風の馬


舞台は1998年、チベットの首都ラサ。幼少期を共に過ごした兄妹のドルジェとドルカ、従妹のペマはそれぞれの人生を歩んでいた。 地元のディスコで歌っていたドルカは将来有望な中国人青年の恋人の助けでレコードデビューを控えていた。一方、兄のドルジェは退廃的な日々を過ごしていた。友人達が政治的な地下活動を続ける中、彼は仕事もなく、毎日ビリヤード場で仲間たちとたむろし、酒に溺れていた。

幼少期以来、二人は出家した従妹のペマと会うことは無かったが、その再会は残酷なものだった。当局によってダライ・ラマを慕う全ての行為が禁止された事を機に、僧院で密やかに出家生活を送るペマの怒りと不満は爆発し、その意志を表明したことが理由で投獄されてしまった。

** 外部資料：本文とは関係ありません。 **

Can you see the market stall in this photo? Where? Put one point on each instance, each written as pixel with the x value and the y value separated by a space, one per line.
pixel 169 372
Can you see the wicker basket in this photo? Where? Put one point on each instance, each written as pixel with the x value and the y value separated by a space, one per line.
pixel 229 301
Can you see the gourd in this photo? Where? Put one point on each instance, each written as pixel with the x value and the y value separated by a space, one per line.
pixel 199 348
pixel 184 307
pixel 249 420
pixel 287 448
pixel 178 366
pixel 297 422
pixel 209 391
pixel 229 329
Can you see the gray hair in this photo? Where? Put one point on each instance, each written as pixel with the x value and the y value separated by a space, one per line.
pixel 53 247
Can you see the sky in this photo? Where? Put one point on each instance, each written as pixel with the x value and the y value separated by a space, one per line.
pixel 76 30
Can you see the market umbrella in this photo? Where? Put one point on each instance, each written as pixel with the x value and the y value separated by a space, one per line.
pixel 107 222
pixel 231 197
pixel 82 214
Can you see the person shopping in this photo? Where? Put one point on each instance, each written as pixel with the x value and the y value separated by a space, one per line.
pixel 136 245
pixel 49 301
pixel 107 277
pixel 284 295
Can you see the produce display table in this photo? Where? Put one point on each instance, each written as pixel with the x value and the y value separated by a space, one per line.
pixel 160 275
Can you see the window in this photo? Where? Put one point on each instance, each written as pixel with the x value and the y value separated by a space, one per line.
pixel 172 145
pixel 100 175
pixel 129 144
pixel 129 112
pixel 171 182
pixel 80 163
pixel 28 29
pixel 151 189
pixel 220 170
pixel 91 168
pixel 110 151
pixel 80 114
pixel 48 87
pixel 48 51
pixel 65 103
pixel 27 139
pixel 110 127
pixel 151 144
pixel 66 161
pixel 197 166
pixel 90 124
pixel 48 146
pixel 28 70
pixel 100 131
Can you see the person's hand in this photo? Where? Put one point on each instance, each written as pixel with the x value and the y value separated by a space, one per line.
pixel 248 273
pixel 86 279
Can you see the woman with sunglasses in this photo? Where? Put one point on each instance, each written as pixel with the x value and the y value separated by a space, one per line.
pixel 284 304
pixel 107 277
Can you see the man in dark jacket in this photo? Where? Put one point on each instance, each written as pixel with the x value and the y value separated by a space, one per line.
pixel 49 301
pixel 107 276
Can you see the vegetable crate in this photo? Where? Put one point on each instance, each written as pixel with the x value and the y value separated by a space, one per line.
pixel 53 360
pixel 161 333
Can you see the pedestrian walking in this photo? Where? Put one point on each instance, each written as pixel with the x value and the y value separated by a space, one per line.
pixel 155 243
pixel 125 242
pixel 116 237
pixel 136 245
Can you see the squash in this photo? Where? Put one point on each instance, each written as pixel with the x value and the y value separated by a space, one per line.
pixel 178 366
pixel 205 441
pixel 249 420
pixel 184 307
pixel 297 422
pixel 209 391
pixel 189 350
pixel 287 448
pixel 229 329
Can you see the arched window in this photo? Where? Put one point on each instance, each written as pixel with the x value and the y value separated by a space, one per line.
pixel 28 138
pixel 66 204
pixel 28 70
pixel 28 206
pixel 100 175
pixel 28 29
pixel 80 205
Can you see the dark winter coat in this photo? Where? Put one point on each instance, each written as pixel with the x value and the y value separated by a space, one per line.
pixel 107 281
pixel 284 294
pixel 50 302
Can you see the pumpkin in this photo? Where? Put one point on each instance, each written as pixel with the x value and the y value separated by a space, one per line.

監獄で拷問を受け、瀕死の状態で釈放されたペマはドルジェとドルカの家に引取られた。たまたまチベットを旅していたアメリカ人旅行者のエミーと出会った彼らは、彼女のビデオカメラに、虫の息の従妹ペマの言葉と姿を記録し、海外のメディアを通じて当局を告発する事を考える。自分に起きた恐ろしい出来事をカメラに語り終え、やがて息を引き取るペマ。しかし、彼らのこうした抗議活動計画は当局に知られてしまう。エミーのビデオカメラは通関で没収され、一家は警察に追われることになるが、ドルカの恋人が彼らの逃亡の手助けを試みる。故郷を追放されたほかの何十万というチベット人たちと合流するためにヒマラヤ山脈を越える時、彼らは山上に吹く風に人々の自由への祈りや希望の描かれた無数の「風の馬(ルンタ)」を飛ばすのだった。